These Jefferson Health spots were planned as three separate shorts. Below is the full edit combining each of the settings with a different layout of the graphics than the storyboards.
60 second Jefferson Health commercial.
Sliced bread, but make it fancy! This commercial concept was a recipe for making a nice sandwich using a new brand of artisanal sliced bread from Rustik Oven. Yum!

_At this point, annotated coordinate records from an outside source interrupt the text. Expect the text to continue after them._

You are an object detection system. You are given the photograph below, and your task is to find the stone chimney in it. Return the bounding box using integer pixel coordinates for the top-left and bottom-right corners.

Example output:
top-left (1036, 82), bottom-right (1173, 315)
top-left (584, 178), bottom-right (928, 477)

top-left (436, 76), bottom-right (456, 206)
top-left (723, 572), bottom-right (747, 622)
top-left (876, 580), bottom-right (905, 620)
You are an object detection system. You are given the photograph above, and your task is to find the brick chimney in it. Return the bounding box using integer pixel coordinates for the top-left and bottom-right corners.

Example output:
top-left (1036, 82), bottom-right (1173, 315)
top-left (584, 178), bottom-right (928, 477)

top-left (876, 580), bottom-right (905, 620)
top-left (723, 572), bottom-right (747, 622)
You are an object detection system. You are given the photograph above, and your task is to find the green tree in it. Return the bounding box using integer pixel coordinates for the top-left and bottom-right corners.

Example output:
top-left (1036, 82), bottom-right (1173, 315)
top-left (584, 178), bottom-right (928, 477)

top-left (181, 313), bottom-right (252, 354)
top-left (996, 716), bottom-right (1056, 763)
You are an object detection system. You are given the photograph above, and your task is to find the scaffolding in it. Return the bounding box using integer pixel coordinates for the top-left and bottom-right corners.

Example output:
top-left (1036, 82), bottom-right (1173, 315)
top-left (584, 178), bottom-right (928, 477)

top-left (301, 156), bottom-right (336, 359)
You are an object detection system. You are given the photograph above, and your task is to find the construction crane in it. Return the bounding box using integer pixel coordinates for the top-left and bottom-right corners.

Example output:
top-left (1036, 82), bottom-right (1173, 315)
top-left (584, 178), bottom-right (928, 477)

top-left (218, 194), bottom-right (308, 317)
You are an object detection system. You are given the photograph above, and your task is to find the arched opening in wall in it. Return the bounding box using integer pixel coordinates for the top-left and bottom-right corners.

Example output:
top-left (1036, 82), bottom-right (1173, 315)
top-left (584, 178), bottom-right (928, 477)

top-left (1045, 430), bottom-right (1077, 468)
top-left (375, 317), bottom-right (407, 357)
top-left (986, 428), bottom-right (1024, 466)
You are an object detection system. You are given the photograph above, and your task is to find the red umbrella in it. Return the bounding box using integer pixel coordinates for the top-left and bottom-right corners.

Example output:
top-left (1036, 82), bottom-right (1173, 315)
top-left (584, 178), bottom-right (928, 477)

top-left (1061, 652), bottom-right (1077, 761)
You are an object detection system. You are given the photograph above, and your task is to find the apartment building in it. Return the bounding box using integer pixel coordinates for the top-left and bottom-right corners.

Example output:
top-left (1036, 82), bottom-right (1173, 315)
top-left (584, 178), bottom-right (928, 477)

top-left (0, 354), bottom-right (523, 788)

Rustik Oven 15 second spot.
More fun with insurance plans! This time the concept for the piece was a friendly neighborhood agent interacts with some regular people and has advice about how the insurance coverage is just right for them. It’s always fun to see how the finished video references and diverges from the storyboards I make. See if you can follow along how things compare!
“Yes Plan 2” commercial.
Storyboards are a funny thing. They’re like comics but not quite comics. They are more of a plan for what’s to come. Sometimes I get to do them for animation and other times for live action shoots. In this set it was the latter. After I draw storyboards the next step that the creative team takes is to make something called an animatic; which is my work edited together as a video with an audio track. It’s used as a working proof to share with clients and/or legal teams, or for directors to coordinate creative. The concept for this piece was that a spokesperson would walk you through the park and talk about how different health insurance plan features benefitted various encountered people. The particular challenge for this project was incorporating the likenesses of the cast and features of the scouted location.
I worked on two seasons of “The Chica Show” for the Sprout Network (now called Peacock Jr.) as a storyboard and production artist. The show was a combination of a live action shoot with actors and puppets, and an animated portion with some of those characters. Here’s a bit of storyboard art from “Snow Princess Chica” and a mashup clip of that segment and the animated segment from “Chica Climbs A Mountain” (which I also storyboarded). This project was uniquely challenging because I was collaborating with an editor to construct animatics (moving storyboards, almost rough animation) and had to draw more frames than some conventional ‘boards. Little bit of personal trivia, Chica’s voice saying “oh yeah!” has been my phone’s ringtone ever since working on the show.